At USC
The celebrations of the fortieth anniversary of the USC Polish Music Center, which began last fall with the ‘Celebrating Henryk Wars’ events, continued at the very end of March with more Polish music performed by truly excellent foreign-born performers. Held on Saturday March 29, our annual Spring Concert featured the award-winning AKA Duo—two Japanese artists specializing in violin and piano music by, among others, Ignacy Jan Paderewski, Miłosz Magin, Aleksander Tansman and Mieczysław Weinberg.
For their Los Angeles engagements, violinist Seina Matsuoka and pianist Yuto Kiguchi flew in directly from Vienna (where they had just appeared at the legendary Musikverein on March 27) to perform at USC’s Alfred Newman Recital Hall on a sunny early spring Saturday afternoon. Their program opened with a spirited delivery of the rarely-heard Sonata for Violin and Piano, Op. 13 by Ignacy Jan Paderewski. Written during his studies of composition in Berlin, this extensive and virtuoso work was praised by Johannes Brahms, who commented about the Sonata being a “real concert work.”
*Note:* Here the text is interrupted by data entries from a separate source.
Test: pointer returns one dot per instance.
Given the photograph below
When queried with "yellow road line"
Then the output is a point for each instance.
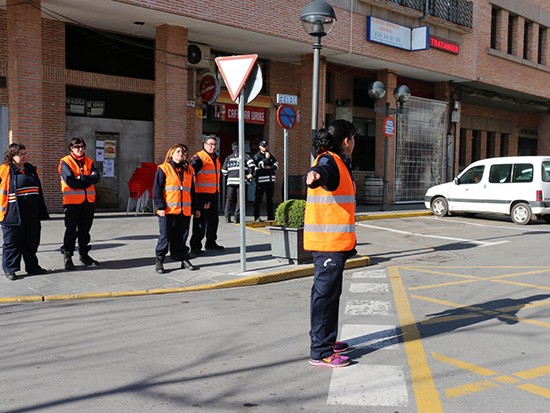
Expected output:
(427, 397)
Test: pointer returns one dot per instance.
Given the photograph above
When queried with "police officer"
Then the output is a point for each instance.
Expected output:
(78, 176)
(329, 232)
(266, 165)
(231, 168)
(206, 165)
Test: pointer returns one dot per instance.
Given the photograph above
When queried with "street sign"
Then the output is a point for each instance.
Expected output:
(283, 99)
(389, 127)
(235, 71)
(286, 116)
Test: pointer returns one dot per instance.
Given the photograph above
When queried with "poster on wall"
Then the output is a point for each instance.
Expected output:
(110, 149)
(109, 168)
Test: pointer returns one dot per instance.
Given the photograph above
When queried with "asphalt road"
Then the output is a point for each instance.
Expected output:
(453, 315)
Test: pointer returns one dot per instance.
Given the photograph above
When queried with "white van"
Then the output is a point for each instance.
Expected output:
(518, 186)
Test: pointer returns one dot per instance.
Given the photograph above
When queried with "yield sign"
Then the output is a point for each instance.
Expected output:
(235, 71)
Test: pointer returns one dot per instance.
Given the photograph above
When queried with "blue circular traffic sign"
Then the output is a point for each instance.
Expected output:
(286, 116)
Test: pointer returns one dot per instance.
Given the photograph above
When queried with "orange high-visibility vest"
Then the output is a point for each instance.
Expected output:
(330, 215)
(5, 195)
(207, 180)
(75, 195)
(177, 193)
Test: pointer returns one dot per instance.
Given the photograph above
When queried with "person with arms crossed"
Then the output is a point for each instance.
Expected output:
(78, 177)
(329, 232)
(266, 165)
(231, 169)
(172, 190)
(207, 168)
(22, 206)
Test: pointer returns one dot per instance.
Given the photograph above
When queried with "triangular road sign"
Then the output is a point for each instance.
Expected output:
(235, 71)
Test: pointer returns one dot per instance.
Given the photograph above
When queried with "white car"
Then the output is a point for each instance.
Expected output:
(518, 186)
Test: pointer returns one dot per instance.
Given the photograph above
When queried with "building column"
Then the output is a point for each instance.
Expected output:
(171, 78)
(24, 30)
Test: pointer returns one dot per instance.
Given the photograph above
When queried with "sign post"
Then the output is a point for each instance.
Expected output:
(235, 71)
(286, 117)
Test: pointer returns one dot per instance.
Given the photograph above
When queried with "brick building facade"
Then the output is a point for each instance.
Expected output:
(488, 76)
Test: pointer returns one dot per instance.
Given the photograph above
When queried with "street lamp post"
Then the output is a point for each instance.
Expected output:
(318, 19)
(377, 91)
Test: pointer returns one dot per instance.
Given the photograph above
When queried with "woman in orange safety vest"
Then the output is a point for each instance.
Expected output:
(22, 207)
(329, 232)
(172, 197)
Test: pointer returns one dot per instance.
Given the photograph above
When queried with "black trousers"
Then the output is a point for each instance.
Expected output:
(208, 221)
(21, 241)
(267, 188)
(78, 222)
(232, 205)
(173, 233)
(325, 301)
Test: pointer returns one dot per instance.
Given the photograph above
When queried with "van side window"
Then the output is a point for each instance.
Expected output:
(523, 172)
(500, 174)
(472, 175)
(546, 171)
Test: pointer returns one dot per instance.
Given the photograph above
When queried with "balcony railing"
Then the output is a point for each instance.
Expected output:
(455, 11)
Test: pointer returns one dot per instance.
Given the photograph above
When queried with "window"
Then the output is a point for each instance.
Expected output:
(500, 174)
(364, 152)
(472, 175)
(523, 172)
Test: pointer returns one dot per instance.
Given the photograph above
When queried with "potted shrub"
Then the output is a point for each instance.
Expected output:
(287, 237)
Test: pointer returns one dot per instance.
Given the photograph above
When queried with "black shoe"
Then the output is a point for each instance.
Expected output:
(88, 261)
(213, 246)
(11, 276)
(187, 264)
(38, 271)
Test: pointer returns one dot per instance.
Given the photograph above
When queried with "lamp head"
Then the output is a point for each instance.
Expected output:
(377, 90)
(402, 93)
(318, 18)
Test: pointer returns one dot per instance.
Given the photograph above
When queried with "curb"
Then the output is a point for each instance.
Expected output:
(299, 272)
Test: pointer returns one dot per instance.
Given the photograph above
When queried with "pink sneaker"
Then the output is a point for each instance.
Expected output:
(340, 347)
(335, 360)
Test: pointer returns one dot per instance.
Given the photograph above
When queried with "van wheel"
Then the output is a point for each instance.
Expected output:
(521, 213)
(440, 207)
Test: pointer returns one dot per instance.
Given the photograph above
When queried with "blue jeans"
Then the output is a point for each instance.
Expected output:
(325, 301)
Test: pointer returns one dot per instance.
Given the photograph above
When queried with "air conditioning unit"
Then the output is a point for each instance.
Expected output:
(198, 56)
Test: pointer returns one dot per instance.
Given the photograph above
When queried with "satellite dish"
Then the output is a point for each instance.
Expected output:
(194, 54)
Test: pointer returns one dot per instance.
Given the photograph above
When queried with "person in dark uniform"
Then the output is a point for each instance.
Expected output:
(266, 165)
(22, 206)
(172, 190)
(329, 232)
(231, 169)
(78, 176)
(207, 168)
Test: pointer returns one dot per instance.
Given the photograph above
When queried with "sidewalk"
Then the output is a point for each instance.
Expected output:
(124, 246)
Next, the AKA Duo presented Miłosz Magin’s pastel-colored Andante pour violon et piano, a work written in 1963 after Magin and his family left Poland for Portugal and France. Similar instrumental colors and great sense of musical style were on display in AKA Duo’s interpretation of the Second Sonata for Violin and Piano by Aleksander Tansman. This 1919 work by a twenty-four-year-old composer already indicated his predilection for French music, and his emergence as one of the leading composers on the Parisian music scene confirmed this fact only a few years later.
The rousing finale of the PMC’s Spring Concert came with the vigorous Rhapsody on Moldavian Themes, Op. 47 of Mieczysław Weinberg. This composition gave both performers ample opportunity to display their impeccable musicianship and dazzling virtuosity, which was instantly recognized with a standing ovation by the assembled audience.
The sizeable crowd who had successfully navigated the registration procedures currently required for visiting the USC campus proceeded after the concert to sample the anniversary cake and refreshments at the Herklotz Courtyard adjacent to Newman Recital Hall. The PMC staff were especially pleased and honored to recognize Dr. Zbigniew Petrovich (pictured below with AKA Duo) and his wife, Dr. Zofia Petrovich, at this concert and at the reception afterwards. Together with Wanda Wilk and her husband, Dr. Stefan Wilk, in late January 1985 the Petrovichs were among the founding members of the USC Polish Music Center. Other important guests included members of the concert’s sponsoring organizations, such as Stanley and Helena Kolodziey of the Polish Center in LA and Jennifer Audette and Teresa Sokolowska of POLAM Federal Credit Union, as well as Lech Dzierżanowski all the way from the National Institute of Music and Dance in Warsaw.
At HMLA
The next day, on an overcast Sunday afternoon, March 30, the AKA Duo presented a different program of music by Polish-Jewish composers at the Holocaust Museum Los Angeles. Located in Pan-Pacific Park in mid-city, this concert attracted a capacity crowd who were equally enthusiastic about the selections of violin and piano music presented on the program. The four-movement Suite Op. 82 by Maurycy Moszkowski was delivered by Seina Matsuoka and Yuto Kiguchi with so much of easy-flowing charm that the audience could not resist applauding after every movement of this very attractive work.
The same enthusiastic reception was clearly in evidence after the AKA Duo’s performance of Tansman’s Second Sonata for Violin and Piano. Afterwards, Mieczysław Weinberg’s pensive and nostalgic two songs (transcribed for violin and piano) briefly transported the listeners into a more contemplative mood, but the bravura reading of Weinberg’s Rhapsody on Moldavian Themes that followed once again catapulted the audience from their seats at the rousing conclusion of this work.
Following the extended round of applause, the AKA Duo regaled the audience with a charming and delicious rubato-laden interpretation of Fritz Kreisler’s Syncopation for violin and piano. As the reverberations of music slowly began to fade from the cavernous interior, the reception graciously organized by our Holocaust Museum partners provided an opportunity for the audience to chat with the artists and exchange the impressions from this very successful concert.